I clap a hand over my mouth and point to him with the other. “You,” I mumble against my palm.
“I’m in LA for a couple weeks,” he says, laughing. “Actually, some of my colleagues left for Los Angeles two days ago. I was delayed but will meet them there.” He sips his drink. “And now your turn. How are your parents?”
“They’re fine,” I say. “They’re in Europe until next week.”
He narrows his eyes, nodding. “They traveled a lot? Wasn’t your dad a diplomat? Am I remembering that right?”
“Close. He works for the State Department. Mom travels with him as much as she can.” I don’t add that this is Mom’s first trip since Spence and I broke up, that she basically put her life on hold to help me pick up my pieces.
I wash the weird catch in my throat down with a sip of wine. “Did you ever meet them?”
“Once or twice when I was picking Sunny up at your house. If I recall, your father is very tall, and your mother is—”
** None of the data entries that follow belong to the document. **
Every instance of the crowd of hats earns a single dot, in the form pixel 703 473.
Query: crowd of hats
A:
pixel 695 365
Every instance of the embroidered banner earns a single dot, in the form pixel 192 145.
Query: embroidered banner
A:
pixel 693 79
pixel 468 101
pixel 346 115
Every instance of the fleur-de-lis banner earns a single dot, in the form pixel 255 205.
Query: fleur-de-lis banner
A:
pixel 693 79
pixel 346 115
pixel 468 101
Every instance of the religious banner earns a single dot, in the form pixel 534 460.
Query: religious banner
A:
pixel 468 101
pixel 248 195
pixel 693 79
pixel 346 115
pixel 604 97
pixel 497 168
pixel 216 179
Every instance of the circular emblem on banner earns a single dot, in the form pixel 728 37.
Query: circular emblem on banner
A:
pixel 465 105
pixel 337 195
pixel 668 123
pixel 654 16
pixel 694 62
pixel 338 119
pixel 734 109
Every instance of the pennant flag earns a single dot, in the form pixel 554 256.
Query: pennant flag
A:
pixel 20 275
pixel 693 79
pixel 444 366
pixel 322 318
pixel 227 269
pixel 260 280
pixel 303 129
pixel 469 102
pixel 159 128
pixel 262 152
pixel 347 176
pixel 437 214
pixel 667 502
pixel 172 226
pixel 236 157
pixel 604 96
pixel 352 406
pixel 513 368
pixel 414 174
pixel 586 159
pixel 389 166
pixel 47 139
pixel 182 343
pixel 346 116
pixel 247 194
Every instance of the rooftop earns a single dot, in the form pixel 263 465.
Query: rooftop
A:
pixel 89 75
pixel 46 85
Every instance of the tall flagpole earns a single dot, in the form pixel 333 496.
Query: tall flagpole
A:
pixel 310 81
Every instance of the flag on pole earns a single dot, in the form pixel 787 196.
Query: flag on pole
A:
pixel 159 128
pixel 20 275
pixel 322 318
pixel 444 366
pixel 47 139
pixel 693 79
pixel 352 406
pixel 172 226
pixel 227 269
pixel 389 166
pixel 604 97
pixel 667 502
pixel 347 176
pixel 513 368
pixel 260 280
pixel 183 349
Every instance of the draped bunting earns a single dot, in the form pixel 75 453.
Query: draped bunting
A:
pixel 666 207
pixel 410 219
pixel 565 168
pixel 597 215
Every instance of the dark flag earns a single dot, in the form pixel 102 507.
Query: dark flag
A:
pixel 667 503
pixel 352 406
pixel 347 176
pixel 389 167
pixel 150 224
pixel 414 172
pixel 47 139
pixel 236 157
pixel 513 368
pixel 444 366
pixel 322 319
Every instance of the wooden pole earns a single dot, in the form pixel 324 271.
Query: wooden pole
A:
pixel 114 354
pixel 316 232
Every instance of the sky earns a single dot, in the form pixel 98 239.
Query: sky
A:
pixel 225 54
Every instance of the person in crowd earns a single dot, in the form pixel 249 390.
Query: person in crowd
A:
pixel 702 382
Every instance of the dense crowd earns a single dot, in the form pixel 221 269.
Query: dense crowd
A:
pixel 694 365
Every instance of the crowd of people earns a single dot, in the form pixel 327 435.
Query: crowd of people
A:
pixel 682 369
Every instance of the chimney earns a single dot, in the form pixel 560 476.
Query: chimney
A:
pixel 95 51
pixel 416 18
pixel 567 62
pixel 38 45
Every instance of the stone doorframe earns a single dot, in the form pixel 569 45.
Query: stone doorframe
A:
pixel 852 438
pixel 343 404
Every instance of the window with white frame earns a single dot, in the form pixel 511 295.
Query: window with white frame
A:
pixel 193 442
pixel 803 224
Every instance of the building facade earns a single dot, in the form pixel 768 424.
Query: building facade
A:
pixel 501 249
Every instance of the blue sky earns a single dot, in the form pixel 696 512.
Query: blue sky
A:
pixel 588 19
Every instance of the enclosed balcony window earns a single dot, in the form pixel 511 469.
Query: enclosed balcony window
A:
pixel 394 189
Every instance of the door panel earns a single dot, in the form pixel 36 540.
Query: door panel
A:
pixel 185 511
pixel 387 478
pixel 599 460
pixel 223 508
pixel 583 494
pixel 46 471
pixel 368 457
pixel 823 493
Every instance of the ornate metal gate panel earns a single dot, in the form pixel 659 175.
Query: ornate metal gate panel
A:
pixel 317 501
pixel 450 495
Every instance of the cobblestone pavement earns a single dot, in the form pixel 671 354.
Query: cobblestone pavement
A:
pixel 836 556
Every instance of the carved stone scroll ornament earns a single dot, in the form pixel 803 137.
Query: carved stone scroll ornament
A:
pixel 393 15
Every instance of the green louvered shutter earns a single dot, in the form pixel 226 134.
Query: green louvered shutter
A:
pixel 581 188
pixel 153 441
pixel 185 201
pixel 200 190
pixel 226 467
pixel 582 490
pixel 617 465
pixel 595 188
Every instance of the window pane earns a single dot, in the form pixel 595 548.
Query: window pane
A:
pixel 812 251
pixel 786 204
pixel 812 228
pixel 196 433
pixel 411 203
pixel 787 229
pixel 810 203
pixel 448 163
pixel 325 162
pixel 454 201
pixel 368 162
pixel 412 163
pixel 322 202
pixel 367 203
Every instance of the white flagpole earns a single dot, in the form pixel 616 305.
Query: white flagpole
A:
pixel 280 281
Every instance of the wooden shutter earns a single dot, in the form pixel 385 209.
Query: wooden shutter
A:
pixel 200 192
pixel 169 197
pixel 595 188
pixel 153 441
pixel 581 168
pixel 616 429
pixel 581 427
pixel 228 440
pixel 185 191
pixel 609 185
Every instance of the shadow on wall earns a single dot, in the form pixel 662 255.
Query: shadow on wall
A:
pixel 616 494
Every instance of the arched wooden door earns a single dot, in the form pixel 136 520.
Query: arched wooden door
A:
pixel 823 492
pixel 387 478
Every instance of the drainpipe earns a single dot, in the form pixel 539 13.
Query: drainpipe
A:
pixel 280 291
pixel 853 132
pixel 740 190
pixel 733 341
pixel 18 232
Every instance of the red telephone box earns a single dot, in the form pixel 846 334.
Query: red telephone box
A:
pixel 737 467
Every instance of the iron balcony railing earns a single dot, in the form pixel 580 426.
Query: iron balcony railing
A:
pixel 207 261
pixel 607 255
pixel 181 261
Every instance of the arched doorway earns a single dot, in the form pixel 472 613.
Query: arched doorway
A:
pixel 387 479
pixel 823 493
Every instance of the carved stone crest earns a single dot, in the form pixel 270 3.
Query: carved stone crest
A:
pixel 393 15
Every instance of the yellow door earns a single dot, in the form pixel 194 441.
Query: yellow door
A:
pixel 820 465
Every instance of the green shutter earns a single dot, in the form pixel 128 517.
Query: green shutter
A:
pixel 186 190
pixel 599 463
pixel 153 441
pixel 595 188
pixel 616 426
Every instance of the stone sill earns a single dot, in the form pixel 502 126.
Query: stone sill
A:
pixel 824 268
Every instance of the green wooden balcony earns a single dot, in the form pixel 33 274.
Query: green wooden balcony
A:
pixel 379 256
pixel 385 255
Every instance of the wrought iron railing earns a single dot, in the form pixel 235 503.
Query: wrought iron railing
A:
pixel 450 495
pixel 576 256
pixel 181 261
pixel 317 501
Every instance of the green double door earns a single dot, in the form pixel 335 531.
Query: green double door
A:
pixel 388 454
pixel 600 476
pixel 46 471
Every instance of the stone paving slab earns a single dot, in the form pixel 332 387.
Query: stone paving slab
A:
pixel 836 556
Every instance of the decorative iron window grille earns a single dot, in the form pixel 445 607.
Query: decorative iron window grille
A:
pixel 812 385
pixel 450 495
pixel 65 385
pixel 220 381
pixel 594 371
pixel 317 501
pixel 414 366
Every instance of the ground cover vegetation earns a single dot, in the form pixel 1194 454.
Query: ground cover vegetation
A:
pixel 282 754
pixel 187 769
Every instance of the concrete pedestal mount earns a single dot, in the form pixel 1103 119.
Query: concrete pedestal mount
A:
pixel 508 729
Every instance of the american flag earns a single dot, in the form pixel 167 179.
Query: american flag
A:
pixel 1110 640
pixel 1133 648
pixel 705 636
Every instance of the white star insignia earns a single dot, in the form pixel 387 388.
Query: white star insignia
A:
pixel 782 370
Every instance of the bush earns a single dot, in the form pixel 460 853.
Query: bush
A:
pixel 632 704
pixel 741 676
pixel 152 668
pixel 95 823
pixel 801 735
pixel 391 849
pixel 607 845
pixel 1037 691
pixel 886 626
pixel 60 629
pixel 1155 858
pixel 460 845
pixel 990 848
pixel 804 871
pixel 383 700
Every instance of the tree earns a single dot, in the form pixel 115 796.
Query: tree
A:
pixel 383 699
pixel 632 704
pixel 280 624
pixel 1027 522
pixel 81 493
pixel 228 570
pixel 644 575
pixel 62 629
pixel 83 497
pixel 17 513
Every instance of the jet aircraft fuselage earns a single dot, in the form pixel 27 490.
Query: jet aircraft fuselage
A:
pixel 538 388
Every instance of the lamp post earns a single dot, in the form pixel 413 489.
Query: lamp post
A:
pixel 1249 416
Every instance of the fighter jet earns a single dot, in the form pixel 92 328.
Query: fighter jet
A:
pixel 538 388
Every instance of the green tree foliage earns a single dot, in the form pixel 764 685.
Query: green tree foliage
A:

“Very not tall?” I nod, laughing. My father is six-foot-four. My mother is well over a foot shorter. “I was always hoping to get his height, but…” I gesture to myself. “I’m the person who always makes sure the doctor writes down five-foot-three and a half on my chart.”
He smiles at me and licks his lips distractingly. So distractingly, in fact, that it takes me a second to process his next question. And then my heart takes a nosedive off a cliff.
“No,” I finally manage. “I’m not married.…”
The way I’ve said it—trailing off, with a grimace—clearly leaves the impression that there’s a story there. Shit. Why did I do that? The last thing I want to do is talk about Spence tonight, not with Alec sitting across from me looking the way he does.